Glue

BigData Workflow Engine for Hadoop, Hbase, Netezza, Pig, Hive, Cascalog ...

Pig Query

TOC

Procedures

Load temp file to HDFS, show write temp, put to hadoop Query Insert Results into a DB

Create database table

We'll assume that the table is created in the database glue, and that this has been configured in /opt/glue/conf/workflow_modules.groovy

create table example (category varchar(255) PRIMARY KEY, hits INT);

Workflow

tasks{


  loadFile{

    tasks = { context ->

       def fileName= "/opt/glue/log/${context.unitId}/myfile.csv"
       def categories = ['a', 'b', 'c', 'd']
       def r = new Random()

       new File(fileName).withWriter { w ->  (1..1000).each { w << "${categories[r.nextInt(4)]},${r.nextInt(100)}\n" } }


       def hdfsDir = "/queries/gluetest/data"


       def hdfsFileName = "$hdfsDir/myfile.csv"
       if( context.hdfs.exist(hdfsDir) )
           context.hdfs.delete(hdfsDir, true)

       context.hdfs.mkdirs(hdfsDir)
       context.hdfs.put(fileName, hdfsDir)

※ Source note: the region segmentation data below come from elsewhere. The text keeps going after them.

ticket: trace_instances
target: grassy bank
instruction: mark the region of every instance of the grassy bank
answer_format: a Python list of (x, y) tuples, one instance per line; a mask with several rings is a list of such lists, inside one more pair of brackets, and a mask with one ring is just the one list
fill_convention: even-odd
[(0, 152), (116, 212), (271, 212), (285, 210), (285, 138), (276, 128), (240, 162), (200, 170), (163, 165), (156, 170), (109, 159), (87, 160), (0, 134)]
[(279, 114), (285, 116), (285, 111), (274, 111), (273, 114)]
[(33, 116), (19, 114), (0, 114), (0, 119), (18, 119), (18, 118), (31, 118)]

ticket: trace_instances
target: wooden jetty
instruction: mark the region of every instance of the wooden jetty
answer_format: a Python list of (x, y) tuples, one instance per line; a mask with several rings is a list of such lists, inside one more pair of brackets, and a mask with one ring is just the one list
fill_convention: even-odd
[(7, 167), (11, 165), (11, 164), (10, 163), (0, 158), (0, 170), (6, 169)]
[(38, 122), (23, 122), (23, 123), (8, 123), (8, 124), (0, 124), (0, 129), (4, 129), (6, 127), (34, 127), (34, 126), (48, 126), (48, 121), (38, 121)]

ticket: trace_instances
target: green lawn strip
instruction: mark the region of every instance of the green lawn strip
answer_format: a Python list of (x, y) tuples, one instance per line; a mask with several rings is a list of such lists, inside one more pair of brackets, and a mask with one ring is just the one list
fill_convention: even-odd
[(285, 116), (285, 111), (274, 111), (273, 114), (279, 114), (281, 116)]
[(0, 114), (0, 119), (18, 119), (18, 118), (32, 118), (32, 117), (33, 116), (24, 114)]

       context.paths = [ hdfsFileName ]
       new File(fileName).delete()
    }

  }


  query{
     dependencies = "loadFile"
     tasks = { context ->

        def resultPath = '/queries/gluetest/resp'
        println "HDFS Path: ${context.paths}"
        context.pig.run("glue test", """

            ads = load '${context.paths.join(',')}'  using PigStorage(',') as (c:chararray, n:int);
            g = group ads by c;
            r = foreach g generate FLATTEN(group), COUNT(\$1);
            rmf /queries/gluetest/resp;
            store r into '${resultPath}';

        """, [:])

        context.resultPath = resultPath

     }

  }

  insertToDB{
     dependencies = "query"

     tasks = { context ->

        if(!context.resultPath) return //exit if null path

        //There are many ways to write into a DB
        //If the data set is small the most convinient way is to do an INSERT UPDATE ON KEY FOUND if MySQL is used
        //one optimization is to use a multi value insert statement
        def sql = "INSERT INTO example (category, hits) VALUES "
        def i = 0
        context.hdfs.eachLine context.resultPath, { line ->
                def (category, hits ) = line.split() //split on tab
                if(i++ != 0) sql += ","

                sql += "('$category', $hits)"
        }

        sql += "ON DUPLICATE KEY UPDATE hits=VALUES(hits)" //we update all duplicates with the new value
        context.sql.execSql('glue', sql);

     }

    }


}